Virtual Vintners
Winemakers operating without a permanent location
Like it does nearly every day with very little fanfare, the UPS delivery truck zooms down the lane that leads to Marynissen Estates in Niagara-on-the-Lake, Ont.
But this day is different. In the cargo bay is a special delivery, a box that is a crucial, and rather symbolic, piece of the puzzle that is Jeff Hundertmark’s future. The entrepreneurial yearning that has driven the 49-year-old throughout his varied career is about to take an exciting turn.
He opens the package to reveal his new wine label, a stylized logo with the words “100 Marks” on it, a play on his last name, which will be carefully placed on each bottle of his dream project, a wine to call his own.
But Hundertmark does not actually own a winery, nor does he own vineyards or even have a licence to manufacture wine.
What he does have is the drive and passion to own a piece of the wine business. Hundertmark is the winemaker at Marynissen and is the newest member of Canada’s growing fraternity of virtual winemakers.
It’s a trend that continues to gain momentum across the wine regions of Canada, with more and more winemakers making the leap from employee to master of his or her own destiny.
Hundertmark is typical of the new wave of winemakers taking advantage of web-based sales and sophisticated consumers looking for unique, handcrafted wines.
The first step for virtual wineries is finding a physical location to make their wines. They have to make it under an existing manufacturing licence and need the use of crushing and fermentation equipment provided by the winery. That’s why so many virtual wine owners have day jobs at established wineries.
Hundertmark, who has been crafting wines at Marynissen since 2007, feels fortunate that his employers agreed to rent him space at the winery to make his wines. He purchases grapes from top growers, buys his own oak barrels and makes the wine on his time.
“I don’t have a million dollars to buy my own winery, but I can buy a few grapes and make some wine,” Hundertmark says.
Like many virtual winemakers, he doesn’t see himself ever building his own winery but, at the same time, he doesn’t want to impose on his employer forever, either. “I would love for someone to come in and build something like the Okanagan Crush Pad [a custom crush facility in Summerland, B.C.]. That would make a lot of sense. I don’t want to depend on Marynissen forever,” he says.
Hundertmark’s first wine, released this spring, is the 100 Marks Red 2010, a blend of pinot noir and gamay. The 100 Marks label follows on the heels of other recent successful virtual brands launched in Ontario, including former Le Clos Jordanne winemaker Thomas Bachelder who just unveiled a trio of chardonnays, one each from Niagara, Oregon and Burgundy.

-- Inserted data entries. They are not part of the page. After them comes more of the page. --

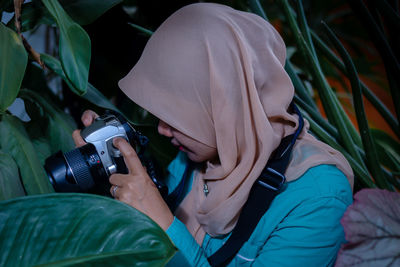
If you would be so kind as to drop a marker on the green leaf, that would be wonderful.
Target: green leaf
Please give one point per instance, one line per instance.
(388, 149)
(32, 15)
(12, 66)
(82, 12)
(145, 31)
(368, 143)
(87, 11)
(15, 141)
(75, 47)
(79, 230)
(10, 184)
(60, 125)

In B.C., the concept of virtual wineries caused controversy when some confused the category with large-production second labels released by larger wineries. Since there is no clear definition of “virtual” winery, it’s easy to see why there is confusion out there. Most large wineries make multiple brands that aren’t always clearly linked to the parent company. True virtual wineries depend entirely on another winery’s licence to make their wines.

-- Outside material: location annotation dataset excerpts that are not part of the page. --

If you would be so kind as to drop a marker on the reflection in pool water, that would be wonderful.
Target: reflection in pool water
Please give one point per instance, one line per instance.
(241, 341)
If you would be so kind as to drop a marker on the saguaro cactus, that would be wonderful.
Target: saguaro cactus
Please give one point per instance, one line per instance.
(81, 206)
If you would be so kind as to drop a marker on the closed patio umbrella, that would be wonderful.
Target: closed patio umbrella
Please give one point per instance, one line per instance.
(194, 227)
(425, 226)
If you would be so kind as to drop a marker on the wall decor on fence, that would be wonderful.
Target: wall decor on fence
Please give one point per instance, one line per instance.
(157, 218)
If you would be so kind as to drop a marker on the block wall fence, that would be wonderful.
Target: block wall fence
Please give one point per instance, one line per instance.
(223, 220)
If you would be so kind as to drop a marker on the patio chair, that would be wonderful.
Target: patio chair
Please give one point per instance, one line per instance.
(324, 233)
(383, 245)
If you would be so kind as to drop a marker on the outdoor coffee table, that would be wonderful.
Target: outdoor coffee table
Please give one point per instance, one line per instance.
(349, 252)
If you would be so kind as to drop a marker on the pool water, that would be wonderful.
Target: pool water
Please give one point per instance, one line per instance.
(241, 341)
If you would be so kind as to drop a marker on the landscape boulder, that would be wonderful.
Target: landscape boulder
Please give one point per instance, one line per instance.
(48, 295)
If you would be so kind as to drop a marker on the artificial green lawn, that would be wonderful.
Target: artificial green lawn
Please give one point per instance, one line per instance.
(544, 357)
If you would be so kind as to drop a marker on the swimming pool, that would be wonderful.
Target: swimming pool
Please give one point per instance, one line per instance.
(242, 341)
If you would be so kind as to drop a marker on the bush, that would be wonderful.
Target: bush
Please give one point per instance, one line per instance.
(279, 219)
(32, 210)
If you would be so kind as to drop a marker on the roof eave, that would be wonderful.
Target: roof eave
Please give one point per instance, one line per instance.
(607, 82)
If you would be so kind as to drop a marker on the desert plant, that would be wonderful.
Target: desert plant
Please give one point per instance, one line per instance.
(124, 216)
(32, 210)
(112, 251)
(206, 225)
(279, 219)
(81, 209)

Christine Coletta and her husband, Steve Lornie, started as a virtual winery in the Okanagan Valley with their Haywire brand, but, as volumes grew, they were quickly running out of wineries large enough to make their wines. The idea came to Coletta for a wine commune of sorts for virtual winemakers to come together in one big working playground with a one-stop facility to make their wines.

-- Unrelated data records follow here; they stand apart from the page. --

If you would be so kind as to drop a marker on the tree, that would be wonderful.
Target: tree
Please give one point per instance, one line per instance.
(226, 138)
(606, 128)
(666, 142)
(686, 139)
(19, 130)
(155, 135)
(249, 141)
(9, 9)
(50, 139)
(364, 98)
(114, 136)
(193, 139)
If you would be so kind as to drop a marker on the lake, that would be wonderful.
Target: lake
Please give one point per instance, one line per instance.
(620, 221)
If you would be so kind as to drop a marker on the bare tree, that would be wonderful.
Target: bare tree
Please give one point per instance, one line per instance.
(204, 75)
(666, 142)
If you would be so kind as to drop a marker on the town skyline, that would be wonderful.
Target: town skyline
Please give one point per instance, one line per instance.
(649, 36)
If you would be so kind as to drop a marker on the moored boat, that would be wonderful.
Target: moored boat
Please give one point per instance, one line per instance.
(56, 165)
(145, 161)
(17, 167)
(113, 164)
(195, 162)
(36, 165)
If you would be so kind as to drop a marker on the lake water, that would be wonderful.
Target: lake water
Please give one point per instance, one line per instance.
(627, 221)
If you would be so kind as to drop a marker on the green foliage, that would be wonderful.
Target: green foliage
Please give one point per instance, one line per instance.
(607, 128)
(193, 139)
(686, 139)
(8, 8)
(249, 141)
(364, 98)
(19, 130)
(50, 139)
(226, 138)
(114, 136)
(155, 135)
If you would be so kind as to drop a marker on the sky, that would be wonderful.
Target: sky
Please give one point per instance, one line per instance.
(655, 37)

“Obviously, there is a need for a crush pad,” says Coletta. “People were making it quietly in the shadows. It was kept on the down-low. We decided to bring it into the limelight.”
Her company, Okanagan Crush Pad, was opened in September 2011, and offers winemaking, branding, marketing, business planning and sales through a retail store. Several virtuals have signed on, including Bartier Brothers, Bartier-Scholefield, Rafter F and Harper’s Trail.
It’s a venture that has been so successful right out of the gate that it’s quickly running out of space. “We already have a problem. There’s more demand than space,” Coletta says of the 20,000-case facility.
Which is a very good problem to have and one that points to a side of the industry that appears to be just getting started.